Perempuan di Indonesia selama ini mengalami penindasan, dieksploitasi, dan mengalami ketidakadilan karena identitas gendernya sebagai perempuan.

Patriarki telah mewujudkan dirinya dalam berbagai ideologi kekerasan lain seperti globalisasi kapitalisme, militerisme, dan fundamentalisme. Hasilnya adalah kekerasan terhadap perempuan, penghancuran alam dan lingkungan, serta penghancuran terhadap sistem pengetahuan tradisional.

Bentuk dari ideologi patriarki telah menjadikan perempuan hanya sebagai objek pembangunan. Tidak memiliki ruang dan kuasa dalam pengambilan keputusan, sehingga dampak spesifik yang akan dialami perempuan tidak pernah diperhitungkan.

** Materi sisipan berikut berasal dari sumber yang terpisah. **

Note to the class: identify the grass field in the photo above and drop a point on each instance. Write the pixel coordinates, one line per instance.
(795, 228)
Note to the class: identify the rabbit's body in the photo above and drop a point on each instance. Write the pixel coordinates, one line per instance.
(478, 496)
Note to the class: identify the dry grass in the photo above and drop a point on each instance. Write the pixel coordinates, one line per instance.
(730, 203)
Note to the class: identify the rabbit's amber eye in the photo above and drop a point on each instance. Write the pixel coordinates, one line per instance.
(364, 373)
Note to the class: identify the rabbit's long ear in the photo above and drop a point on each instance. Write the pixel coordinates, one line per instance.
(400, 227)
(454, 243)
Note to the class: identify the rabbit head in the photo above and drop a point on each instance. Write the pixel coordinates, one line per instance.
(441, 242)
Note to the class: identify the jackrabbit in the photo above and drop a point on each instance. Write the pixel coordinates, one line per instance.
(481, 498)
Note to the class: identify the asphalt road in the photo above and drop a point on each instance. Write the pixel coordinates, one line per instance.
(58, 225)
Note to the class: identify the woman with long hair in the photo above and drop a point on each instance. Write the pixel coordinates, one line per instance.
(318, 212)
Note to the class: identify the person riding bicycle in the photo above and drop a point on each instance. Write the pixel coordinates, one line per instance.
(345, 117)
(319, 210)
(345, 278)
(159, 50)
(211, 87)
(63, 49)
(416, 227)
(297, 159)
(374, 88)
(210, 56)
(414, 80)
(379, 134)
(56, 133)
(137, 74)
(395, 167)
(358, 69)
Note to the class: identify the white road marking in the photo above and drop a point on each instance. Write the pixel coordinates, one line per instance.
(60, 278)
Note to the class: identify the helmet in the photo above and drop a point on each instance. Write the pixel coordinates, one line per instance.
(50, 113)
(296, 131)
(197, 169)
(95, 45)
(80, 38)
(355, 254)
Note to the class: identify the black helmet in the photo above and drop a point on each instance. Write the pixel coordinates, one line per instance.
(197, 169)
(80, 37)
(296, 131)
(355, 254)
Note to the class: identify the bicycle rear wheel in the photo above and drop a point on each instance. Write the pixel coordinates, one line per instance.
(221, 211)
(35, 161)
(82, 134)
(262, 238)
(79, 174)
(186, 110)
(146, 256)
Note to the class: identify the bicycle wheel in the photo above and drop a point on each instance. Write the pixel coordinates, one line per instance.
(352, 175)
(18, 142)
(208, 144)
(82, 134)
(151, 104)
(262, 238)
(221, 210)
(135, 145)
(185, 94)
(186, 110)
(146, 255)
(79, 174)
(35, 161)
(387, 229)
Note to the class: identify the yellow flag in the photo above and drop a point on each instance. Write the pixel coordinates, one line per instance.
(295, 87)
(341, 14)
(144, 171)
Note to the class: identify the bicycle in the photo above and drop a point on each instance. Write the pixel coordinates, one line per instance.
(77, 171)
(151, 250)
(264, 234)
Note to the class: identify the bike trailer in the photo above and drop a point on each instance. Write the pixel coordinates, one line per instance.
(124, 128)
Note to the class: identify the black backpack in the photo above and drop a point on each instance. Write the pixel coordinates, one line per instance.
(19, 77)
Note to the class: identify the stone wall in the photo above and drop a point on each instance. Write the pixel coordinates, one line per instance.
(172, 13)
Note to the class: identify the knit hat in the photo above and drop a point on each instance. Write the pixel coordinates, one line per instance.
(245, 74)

Pandemi COVID-19 yang terjadi telah memperburuk peminggiran dan ketidakadilan yang terjadi. Krisis kesehatan berkelindan dengan krisis hutang, krisis iklim dan krisis lainnya sebagai sebuah krisis multidimensi.

Hal ini tidak terjadi begitu saja, melainkan terjadi sistematis akibat politik patriarkis yang menjadi pijakan dalam mengeluarkan keputusan yang dihasilkan pejabat untuk mengurus negara. Sistem politik patriarkis demikian dihasilkan dari pembajakan sistem Pemilu yang menggunakan polarisasi, politisasi agama, maupun politik identitas sebagai alat untuk memenangkan kontestasi politik dan mendapatkan kuasa hanya dijadikan target perolehan suara tanpa membincangkan substansi situasi dan kepentingan perempuan.

Dalam konferensi, ada beberapa rangkaian kegiatan yang dilakukan seperti Workshop Tematik dengan tema-tema yang berasal dari situasi perempuan dan apa yang diperjuangkannya hari ini, perumusan dan deklarasi posisi politik perempuan.

Selain itu, tersaji juga lorong waktu gerakan perempuan di Indonesia dan Pasar Puan yang menjadi salah satu strategi ekonomi tanding dari perempuan akar rumput dalam memperpanjang nafas perjuangannya.